I shall now mention the stereo ear buds that came in the box. They are, in all but one crucial respect, rather nice. In fact, much nicer than the set that came with my N95.

They have little rubber cups over them that fit really well in your ears and effectively isolate you from the outside world ( although my God does eating toast echo in your head), the cords seem stronger and the control is a very attractive unit, as opposed to the ugly chunk of the N95's unit. And when I plugged it in, I got a message saying to use the phone microphone. Not an actual full hands free, then?

Specific moments of fail (or, on twitter, #fail):

  • system settings and email settings both appear as an application called " settings", which makes life interesting when you're trying to assign a shortcut and you have to choose from a text only list;
  • in old S60 3rd Ed, settings dialogues that had multiple pages had visible tabs. In 5th, there are tiny little arrows instead, very easy to miss. Fail;
  • this is more a design thing: when you select a text field to edit with the soft keyboard, what you get is the keyboard replacing the application you're in with its own sort of scratch buffer, instead of just popping up and resizing the application. You get the full amount of existing text and I suppose it neatly deals with the problem of badly designed applications, but it looks incredibly amateurish;
  • The screen lock switch. Easy to use, but the cheapest and tackiest piece of design and manufacturing on the whole device. It actually rattles;
  • it gives you a message to "unplug charger from wall to save power" whenever you unplug phone from charger. Annoying enough. But, it gives you the same message when you unplug a USB cable. Can't it check, and realise that would be a stupid message to give?
  • there is no transflective layer on the screen, making it all but invisible in bright sunlight. News flash, Finns: some of us live in countries with bright sunlight, and would like to be able to use your phones outdoors. Particularly the rather excellent camera you provided, which can't be properly aimed if we can't see the screen;
  • I think I have just diagnosed one of the worst offenders of lingering-even-after-dead RAM hogging. Nokia's own Podcaster. The one they declined to donate to Symbian. I wonder if I've now found out why? I was having hideous problems with running out of RAM to the point where the only way to get the image gallery to load was to reboot. And everything has improved suddenly, and the only change I can identify is that I switched to the development, official Symbian Podcatcher, which is also better designed and nicer to use;
  • The home screen keeps crashing, and needing to reload. Please note, it has received two firmware updates since release, already, and it's still happening.
So, after all that, what is the single biggest thing the mini needed to be a truly great phone?

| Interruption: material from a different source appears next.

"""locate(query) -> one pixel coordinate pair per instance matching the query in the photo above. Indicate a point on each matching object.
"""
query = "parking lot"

Double the RAM. It really is that simple. The screen is unnecessarily annoying in direct sunlight, the lock switch is a little cheap, it could have done with at least one more firmware generation before being released - possibly three.

But the single biggest issue with it is performance, and we all know that the single best way to improve performance of any computer is - more RAM.

It just runs out too damn easily. It has 128MB, and that is just not good enough. It has about 40MB free after booting, and that drops pretty quickly.

The benefits of the most mature and sophisticated multi-tasking mobile device operating system start to disappear when applications running in the background start closing down every time you run something interesting in the foreground - the HOME SCREEN keeps crashing, and that's just stupid.

If Nokia had given this thing 256MB, it would have made the WORLD of difference.

As it is, it feels like yet another own goal, nearly-there effort. And that bites when you're a customer trying to use it the way it could be used.